Lost Boys: The Tribe: One of the single worst sequels ever produced…and it only took ‘em twenty-two years to make it! Angus Sutherland (Kiefer’s half-brother) proves the single worst actor in modern movies while the film retreads the same plot with boring characters and a bad emo cover of “Cry Little Sister.” Our heroes battle surfing vampires but never think to bless the ocean. Nitwits.
Pulse 2: Afterlife: If Kiyoshi Kurosawa had a grave, he’d be rolling in it. Few horror movies are worse than 2006’s vapid Pulse remake, and the delusional producers were under the impression that people wanted more. This green-screen shot sequel has "Lee Adama" fighting naked ghosts and still manages to be unwatchable. At one point a half-naked John Gulager hurls himself off a bridge, and you can’t help but feel a little envious.
Shutter: Another long-haired ghost is on the loose and she’ll ... *GASP* ... ruin your wedding photos! Out of all the abysmal Asian horror remakes, Shutter is the most soulless, non-descript, and wooden of the bunch. Insurance seminars are scarier.
The X-Files: I Want to Believe: Remember when the whole world was obsessed with "The X-Files"? Ever wonder why no one cares anymore? Watch Mulder & Scully’s latest outing and you’ll see why. Chris Carter proves once and for all that he never knew what he was doing and strikes a death blow to this once great franchise with a directionless script that wouldn’t qualify as an episode of the show.

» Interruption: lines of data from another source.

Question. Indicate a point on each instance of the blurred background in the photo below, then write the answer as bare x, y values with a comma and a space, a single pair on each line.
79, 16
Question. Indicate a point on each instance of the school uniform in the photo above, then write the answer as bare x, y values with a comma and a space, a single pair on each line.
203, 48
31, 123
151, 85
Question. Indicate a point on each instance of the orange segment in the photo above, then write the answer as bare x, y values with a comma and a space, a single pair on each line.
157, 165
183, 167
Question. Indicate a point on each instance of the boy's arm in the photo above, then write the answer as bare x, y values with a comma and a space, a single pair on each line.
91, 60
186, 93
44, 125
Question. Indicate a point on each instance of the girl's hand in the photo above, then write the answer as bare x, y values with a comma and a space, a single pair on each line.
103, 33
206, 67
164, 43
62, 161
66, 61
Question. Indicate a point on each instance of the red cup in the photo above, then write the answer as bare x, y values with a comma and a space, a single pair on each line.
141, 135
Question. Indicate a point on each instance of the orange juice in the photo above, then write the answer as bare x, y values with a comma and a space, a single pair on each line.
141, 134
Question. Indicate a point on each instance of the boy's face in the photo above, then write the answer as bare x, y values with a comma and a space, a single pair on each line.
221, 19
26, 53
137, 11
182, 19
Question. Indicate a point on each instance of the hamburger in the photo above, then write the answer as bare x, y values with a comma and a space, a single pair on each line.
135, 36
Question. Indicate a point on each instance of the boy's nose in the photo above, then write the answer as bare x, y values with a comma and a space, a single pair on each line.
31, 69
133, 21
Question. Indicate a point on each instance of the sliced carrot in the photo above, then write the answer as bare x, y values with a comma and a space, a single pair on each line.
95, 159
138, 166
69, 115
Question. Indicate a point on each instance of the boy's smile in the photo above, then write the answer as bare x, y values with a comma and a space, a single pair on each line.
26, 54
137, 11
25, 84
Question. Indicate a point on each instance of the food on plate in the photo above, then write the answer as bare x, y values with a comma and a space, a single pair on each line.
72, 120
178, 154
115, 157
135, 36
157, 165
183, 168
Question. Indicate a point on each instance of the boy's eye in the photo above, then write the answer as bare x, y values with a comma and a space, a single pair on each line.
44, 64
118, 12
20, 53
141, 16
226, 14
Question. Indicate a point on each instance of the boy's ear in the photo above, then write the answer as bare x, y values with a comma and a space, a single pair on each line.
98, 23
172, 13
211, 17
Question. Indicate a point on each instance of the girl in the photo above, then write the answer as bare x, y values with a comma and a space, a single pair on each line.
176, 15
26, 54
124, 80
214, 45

One Missed Call: Q: What happens when you remake a rip-off? A: You get Ed Burns and cell phone exorcisms. Say what you will about Takashi Miike’s original, but it at least had some good scares and a clever satirical bite. This one is just, well, another painfully boring remake aimed at stupid teenagers.
Saw V: Scott Patterson mumbles to himself and Julie Benz wears a bad wig. I don’t wanna play anymore.
Animals: Douglas Aarniokoski (the “director” of Highlander: Endgame) proves once again that he knows piss-all about filmmaking and ruins Skipp & Spector in the process. Now he’s making Red Sonja. What the fuck, Hollywood?
The Happening: “Hey, goat, how’s it hangin'? I was in The Happening! You see that movie?” Wahlberg not only talks to animals, he babbles about science and outruns the wind.